# Dogtra Arc



## san24 (Aug 27, 2012)

Just pre-ordred the Dogtra Arc http://shop.dogtra.com/dogtra-arc/ I have scoured these forums for a good e-collar. Tri-Tronics Basic was my initial choice, but no one carries them anymore. I was looking into Garmin Delta, but the reviews were a bit discouraging. So, decided to jump into something new. Looks like the Arc has everything I want.

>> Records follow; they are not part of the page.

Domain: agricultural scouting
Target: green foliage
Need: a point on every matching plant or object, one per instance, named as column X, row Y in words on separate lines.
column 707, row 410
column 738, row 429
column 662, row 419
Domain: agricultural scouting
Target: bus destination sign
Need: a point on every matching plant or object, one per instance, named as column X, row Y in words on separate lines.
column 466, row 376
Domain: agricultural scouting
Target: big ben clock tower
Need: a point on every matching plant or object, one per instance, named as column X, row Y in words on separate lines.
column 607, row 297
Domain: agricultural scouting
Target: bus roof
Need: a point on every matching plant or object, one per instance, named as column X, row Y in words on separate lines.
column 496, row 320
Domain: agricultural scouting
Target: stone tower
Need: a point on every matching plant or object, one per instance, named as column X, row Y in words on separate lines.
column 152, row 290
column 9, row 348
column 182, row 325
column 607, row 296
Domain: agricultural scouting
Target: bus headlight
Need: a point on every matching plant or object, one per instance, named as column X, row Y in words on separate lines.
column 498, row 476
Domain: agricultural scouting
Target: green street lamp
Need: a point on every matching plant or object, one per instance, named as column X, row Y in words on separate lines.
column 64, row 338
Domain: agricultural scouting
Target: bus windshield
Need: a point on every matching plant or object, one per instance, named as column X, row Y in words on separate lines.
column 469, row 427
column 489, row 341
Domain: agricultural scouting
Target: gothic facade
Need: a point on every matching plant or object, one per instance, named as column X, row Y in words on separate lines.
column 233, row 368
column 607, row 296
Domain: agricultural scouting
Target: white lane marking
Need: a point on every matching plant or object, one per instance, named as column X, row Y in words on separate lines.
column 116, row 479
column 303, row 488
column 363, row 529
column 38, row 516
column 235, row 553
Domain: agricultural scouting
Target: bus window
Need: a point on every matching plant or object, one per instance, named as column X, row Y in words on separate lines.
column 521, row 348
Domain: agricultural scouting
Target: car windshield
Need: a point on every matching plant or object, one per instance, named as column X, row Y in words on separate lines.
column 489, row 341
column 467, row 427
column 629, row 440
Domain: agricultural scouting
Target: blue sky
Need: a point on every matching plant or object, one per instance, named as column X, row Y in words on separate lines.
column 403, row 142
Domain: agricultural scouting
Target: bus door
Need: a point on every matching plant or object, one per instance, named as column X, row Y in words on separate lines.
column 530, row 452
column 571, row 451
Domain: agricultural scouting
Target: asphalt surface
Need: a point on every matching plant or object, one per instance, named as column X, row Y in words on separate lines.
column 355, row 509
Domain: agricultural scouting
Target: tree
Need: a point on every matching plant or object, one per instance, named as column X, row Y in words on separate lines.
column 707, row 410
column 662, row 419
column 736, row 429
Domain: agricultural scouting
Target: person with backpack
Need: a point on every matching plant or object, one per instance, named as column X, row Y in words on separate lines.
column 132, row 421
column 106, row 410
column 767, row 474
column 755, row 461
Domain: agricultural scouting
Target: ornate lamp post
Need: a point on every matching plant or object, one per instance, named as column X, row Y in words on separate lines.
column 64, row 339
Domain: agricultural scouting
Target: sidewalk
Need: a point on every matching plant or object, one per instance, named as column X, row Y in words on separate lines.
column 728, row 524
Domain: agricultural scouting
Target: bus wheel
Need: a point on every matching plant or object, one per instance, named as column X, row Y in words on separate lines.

I will post a review when I receive it.


----------



## R E McCraith (Nov 24, 2011)

san - let us know how it goes with your new e-collar - had the tri sport basic for 4yrs - it was a work horse - just got the delta and posted a out of the box comparison - only time will tell how good it is !!!!!!


----------



## san24 (Aug 27, 2012)

McCraith - Please link me to the comparison.


----------



## R E McCraith (Nov 24, 2011)

san - posted sept 18 under - training & behaviour/Re:ecollar


----------



## dextersmom (Oct 29, 2013)

http://www.vizslaforums.com/index.php/topic,27633.msg198242.html#msg198242

If it helps!


----------



## MeandMy3 (Feb 27, 2013)

We have the Dogtra Fieldstar 1900 dual collar and love it! Much easier to use than our TriTronics.


----------